On the inside of the burrow draw two curves on either end, or a thinner oval. Draw two lines down on either end of the oval, not quite to the ground.
Draw a curve parallel to the original burrow circle connecting the two lines. It’s lowest point should be along the ground line.
Draw a wider oval around the bottom, then use s shapes to show how the ridge of dirt is shaped.
Color the worm and ridge.
Add basic shading. Use the contour lines on the burrow to inform how you shade it. Do not lighten anything below ground, but use plenty of highlights on top.
Erase the contour lines on the burrow’s ridge. Now, to add further shading and the illusion of segments we’ll lighten and darken using lines that are parallel to the segment lines. Be sure to also add highlights and shadows along these preexisting segment lines as well. In the most highlighted areas we’ll add a highlight of pure white going down the worms body by making segment parallel lines of varying lengths close enough to fill the highlight. The same should be done with black for any deep shadows, to a lesser extent. We are essentially using modified cross hatching at this point. Finally add the grass.

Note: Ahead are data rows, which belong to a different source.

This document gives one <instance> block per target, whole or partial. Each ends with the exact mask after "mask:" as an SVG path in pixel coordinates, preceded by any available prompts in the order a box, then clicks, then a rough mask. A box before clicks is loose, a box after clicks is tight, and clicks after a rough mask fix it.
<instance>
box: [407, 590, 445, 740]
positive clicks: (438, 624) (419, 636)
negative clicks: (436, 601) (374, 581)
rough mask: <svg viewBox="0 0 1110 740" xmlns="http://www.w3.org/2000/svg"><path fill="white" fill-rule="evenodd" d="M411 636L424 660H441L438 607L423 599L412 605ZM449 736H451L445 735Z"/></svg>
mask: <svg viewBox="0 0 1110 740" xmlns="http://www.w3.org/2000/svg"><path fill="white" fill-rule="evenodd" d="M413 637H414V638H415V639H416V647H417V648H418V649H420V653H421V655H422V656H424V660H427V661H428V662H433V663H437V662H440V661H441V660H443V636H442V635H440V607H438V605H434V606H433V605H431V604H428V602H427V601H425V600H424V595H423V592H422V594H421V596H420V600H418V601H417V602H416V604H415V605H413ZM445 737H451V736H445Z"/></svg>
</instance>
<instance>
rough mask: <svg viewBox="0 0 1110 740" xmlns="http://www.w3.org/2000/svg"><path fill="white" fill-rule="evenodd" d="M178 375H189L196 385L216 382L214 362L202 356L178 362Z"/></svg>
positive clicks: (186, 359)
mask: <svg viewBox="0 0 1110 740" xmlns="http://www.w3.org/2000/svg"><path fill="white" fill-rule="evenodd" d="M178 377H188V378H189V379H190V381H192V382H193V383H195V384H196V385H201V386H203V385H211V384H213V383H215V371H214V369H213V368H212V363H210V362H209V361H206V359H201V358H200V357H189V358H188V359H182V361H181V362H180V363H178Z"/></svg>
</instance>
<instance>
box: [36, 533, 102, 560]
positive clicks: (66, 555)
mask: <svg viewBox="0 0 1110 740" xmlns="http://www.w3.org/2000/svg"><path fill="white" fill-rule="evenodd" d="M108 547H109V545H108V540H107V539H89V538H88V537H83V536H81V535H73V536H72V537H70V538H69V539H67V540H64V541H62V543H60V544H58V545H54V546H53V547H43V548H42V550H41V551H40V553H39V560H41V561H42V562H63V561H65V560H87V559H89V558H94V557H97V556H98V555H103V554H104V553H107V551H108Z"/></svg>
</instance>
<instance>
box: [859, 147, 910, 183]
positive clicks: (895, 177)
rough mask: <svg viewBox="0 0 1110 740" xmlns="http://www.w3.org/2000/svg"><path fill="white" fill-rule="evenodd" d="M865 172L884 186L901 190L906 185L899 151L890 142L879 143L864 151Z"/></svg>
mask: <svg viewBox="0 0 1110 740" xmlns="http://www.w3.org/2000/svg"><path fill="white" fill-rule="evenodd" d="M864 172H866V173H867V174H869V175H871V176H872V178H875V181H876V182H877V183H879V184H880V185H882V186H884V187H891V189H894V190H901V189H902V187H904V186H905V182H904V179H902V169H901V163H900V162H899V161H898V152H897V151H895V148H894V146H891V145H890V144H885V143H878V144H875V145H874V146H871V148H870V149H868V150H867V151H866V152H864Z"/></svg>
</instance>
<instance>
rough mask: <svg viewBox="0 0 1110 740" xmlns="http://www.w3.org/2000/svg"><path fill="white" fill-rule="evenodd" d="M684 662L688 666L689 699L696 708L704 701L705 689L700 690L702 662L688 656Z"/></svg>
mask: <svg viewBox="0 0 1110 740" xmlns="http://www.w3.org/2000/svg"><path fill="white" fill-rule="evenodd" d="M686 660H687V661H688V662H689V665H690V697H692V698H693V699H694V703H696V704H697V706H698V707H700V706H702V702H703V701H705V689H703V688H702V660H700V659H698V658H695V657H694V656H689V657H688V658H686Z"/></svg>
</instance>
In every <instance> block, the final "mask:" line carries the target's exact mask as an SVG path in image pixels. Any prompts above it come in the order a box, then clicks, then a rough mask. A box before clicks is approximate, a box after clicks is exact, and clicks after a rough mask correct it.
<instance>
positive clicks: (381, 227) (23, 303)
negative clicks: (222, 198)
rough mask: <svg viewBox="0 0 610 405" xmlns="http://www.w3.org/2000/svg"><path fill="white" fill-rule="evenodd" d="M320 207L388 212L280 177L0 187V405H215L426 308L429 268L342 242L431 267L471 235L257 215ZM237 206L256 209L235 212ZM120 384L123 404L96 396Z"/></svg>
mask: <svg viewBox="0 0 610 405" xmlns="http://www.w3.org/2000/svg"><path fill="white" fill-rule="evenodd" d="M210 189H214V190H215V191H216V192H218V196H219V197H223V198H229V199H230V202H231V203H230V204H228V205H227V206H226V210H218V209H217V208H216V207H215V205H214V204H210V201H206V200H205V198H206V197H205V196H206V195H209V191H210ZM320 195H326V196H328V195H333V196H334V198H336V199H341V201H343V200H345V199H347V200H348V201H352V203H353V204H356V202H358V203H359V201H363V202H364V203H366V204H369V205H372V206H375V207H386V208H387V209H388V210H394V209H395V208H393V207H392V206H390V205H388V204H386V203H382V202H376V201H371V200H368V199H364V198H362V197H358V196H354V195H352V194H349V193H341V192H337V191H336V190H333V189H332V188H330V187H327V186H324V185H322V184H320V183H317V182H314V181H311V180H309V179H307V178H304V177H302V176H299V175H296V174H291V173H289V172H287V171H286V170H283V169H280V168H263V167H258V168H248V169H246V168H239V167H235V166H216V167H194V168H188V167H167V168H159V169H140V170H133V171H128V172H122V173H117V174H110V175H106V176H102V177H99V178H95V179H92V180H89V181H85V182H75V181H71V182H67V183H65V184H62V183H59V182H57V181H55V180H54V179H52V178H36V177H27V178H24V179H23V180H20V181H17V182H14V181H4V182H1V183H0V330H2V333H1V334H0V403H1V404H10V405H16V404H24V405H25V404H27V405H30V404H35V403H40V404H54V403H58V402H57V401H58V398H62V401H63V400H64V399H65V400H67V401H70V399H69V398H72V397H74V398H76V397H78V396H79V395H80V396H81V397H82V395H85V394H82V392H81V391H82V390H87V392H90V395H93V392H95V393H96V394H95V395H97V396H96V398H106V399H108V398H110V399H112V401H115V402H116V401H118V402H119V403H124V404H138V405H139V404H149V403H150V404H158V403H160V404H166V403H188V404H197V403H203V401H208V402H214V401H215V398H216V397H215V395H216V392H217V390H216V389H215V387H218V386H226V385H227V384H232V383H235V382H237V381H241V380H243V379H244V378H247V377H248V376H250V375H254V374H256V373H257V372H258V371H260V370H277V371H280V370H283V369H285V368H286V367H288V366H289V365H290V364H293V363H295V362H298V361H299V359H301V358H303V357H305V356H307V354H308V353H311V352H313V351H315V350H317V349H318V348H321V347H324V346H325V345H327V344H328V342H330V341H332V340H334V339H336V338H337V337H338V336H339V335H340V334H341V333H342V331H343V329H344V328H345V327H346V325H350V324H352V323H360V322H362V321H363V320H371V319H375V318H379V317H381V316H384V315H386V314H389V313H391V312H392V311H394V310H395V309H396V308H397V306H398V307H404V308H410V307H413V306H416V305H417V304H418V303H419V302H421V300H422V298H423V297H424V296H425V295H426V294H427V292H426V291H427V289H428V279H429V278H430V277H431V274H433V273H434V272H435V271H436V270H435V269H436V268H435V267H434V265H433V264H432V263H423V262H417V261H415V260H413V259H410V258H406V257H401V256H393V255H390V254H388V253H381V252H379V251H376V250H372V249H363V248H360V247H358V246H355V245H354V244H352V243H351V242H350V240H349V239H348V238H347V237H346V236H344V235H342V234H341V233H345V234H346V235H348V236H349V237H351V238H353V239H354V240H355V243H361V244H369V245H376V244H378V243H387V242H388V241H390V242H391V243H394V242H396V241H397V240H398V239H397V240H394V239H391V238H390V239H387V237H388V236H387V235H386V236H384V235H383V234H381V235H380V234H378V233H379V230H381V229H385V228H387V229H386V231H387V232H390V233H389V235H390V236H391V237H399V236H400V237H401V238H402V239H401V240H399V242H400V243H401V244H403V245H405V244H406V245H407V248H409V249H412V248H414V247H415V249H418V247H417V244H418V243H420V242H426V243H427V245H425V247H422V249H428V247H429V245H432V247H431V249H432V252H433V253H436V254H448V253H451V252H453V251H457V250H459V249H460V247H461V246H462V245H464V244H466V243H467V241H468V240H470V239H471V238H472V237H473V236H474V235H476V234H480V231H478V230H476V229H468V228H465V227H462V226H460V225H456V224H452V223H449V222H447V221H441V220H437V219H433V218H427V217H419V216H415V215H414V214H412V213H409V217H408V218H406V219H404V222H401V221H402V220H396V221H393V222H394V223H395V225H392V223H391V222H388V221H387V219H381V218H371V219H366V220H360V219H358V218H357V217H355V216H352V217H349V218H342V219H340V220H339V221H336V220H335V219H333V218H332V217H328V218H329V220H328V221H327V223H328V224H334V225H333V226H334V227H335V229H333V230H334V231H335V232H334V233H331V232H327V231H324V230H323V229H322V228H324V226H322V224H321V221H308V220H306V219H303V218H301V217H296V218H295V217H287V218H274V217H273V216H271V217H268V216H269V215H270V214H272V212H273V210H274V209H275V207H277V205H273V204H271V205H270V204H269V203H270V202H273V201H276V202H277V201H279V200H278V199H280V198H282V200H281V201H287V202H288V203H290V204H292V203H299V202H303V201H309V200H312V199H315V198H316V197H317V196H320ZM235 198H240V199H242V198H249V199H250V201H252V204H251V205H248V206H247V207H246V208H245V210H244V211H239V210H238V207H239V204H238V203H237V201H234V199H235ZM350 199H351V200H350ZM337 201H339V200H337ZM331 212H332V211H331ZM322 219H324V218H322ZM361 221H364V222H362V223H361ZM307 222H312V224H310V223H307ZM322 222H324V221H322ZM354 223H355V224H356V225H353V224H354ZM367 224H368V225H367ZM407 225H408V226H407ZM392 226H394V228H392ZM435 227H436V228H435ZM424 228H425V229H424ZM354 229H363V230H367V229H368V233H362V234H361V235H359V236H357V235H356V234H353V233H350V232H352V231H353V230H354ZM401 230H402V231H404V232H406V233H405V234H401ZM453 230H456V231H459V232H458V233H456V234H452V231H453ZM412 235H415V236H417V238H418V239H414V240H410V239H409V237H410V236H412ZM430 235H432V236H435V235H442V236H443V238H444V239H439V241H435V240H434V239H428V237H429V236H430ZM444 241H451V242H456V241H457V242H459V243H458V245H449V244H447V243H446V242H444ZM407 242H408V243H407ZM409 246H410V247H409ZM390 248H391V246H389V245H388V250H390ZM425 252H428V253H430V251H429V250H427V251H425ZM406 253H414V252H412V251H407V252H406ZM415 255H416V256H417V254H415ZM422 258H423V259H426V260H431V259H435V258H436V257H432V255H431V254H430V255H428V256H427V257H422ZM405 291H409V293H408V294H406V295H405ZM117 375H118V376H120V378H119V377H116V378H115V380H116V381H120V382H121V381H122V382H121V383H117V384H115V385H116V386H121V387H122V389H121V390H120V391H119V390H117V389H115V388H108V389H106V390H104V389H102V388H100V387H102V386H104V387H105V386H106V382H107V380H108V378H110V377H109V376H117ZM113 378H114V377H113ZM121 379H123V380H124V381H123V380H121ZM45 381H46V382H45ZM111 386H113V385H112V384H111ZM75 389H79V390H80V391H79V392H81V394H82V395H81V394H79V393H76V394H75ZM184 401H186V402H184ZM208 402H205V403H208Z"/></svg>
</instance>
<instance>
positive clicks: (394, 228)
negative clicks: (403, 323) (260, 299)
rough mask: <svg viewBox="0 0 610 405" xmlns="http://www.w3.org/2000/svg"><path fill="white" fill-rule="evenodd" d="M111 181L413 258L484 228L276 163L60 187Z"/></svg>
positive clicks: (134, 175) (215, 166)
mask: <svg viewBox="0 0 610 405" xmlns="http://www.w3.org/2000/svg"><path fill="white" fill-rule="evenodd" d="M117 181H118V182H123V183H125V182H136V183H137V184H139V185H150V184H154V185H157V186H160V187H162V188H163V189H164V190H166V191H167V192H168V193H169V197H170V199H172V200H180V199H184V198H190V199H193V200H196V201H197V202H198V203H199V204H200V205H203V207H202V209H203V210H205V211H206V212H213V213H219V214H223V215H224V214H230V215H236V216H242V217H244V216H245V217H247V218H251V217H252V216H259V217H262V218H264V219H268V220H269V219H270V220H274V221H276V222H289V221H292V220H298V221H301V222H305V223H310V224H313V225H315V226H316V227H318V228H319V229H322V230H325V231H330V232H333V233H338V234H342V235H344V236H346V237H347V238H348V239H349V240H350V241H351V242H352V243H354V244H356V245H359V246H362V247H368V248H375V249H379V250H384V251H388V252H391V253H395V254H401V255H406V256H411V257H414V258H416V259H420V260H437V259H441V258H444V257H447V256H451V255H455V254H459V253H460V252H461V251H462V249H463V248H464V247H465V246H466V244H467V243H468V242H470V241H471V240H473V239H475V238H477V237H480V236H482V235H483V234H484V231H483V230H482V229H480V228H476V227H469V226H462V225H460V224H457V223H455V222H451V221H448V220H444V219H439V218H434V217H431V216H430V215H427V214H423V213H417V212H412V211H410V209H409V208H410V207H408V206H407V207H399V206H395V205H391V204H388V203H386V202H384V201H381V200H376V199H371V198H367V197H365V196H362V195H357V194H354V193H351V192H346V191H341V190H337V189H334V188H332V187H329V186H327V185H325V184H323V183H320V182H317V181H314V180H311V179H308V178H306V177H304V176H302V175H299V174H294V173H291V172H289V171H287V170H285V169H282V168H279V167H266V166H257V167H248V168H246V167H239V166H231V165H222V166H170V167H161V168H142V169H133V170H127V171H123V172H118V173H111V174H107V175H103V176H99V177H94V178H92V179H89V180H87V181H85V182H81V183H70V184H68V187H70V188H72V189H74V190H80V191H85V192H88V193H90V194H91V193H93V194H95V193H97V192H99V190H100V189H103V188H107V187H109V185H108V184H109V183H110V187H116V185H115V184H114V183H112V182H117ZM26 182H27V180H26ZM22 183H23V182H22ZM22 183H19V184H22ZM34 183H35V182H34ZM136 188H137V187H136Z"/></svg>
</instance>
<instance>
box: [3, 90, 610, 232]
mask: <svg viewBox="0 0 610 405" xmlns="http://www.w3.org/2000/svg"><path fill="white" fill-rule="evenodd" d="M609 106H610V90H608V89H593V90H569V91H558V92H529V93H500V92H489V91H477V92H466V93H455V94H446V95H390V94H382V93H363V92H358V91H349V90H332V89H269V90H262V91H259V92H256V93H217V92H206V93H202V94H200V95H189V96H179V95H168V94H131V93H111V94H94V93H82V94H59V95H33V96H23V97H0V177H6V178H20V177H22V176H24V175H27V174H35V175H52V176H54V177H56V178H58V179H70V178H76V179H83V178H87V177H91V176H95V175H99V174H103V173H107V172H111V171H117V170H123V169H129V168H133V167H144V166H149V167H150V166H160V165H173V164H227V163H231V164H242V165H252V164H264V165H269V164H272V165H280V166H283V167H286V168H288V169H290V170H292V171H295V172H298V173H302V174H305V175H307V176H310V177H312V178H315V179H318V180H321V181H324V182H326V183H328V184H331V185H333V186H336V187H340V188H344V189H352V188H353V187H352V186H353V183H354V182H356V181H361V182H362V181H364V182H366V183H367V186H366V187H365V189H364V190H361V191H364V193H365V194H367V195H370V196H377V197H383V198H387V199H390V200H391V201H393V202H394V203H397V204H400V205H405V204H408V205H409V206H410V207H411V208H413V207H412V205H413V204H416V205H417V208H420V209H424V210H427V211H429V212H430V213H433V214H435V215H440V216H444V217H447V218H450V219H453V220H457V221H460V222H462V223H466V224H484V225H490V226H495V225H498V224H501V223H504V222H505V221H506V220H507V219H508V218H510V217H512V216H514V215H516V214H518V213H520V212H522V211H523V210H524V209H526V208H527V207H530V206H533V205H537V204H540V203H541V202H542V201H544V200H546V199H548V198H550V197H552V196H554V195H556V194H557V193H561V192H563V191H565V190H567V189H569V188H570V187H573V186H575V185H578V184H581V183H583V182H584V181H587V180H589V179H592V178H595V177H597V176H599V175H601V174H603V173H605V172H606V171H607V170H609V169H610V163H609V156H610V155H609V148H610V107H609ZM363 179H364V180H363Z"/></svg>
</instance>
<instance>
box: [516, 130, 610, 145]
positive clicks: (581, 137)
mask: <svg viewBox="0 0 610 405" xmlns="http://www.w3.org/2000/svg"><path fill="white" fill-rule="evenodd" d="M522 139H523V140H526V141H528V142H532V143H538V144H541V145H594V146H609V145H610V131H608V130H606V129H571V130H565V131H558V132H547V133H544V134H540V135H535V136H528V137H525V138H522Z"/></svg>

So that’s how you draw an earthworm!
I did not draw the animals in alphabetical order when I wrote the book, so the earthworm was actually the third animal drawn. It was fortunate that many of the challenges to making the book arose when I was drawing this fairly simple creature so that I could learn from my mistakes when I did the harder animals. It was the first textured skin creature as well as the first shiny (as in waxy, slimy, or wet) creature. It is also a very similar color to the dirt. As a result of these things I had to be very careful about my colors, because if the printer shifted the colors too much the texture, shininess, or even the entire animal would disappear into the things behind it. It was a lot of trial and error. Another challenge was deciding what pose to put it in. I went through several poses as well before I decided on the one that I thought matched the poem best. I decided to go half above half below ground for the pose because it would allow part of the worm to stand out against the grass while still showing it’s burrowing habits. My mom always chuckles when she reads this page in the book, she says the poem gave her a new appreciation for earthworms.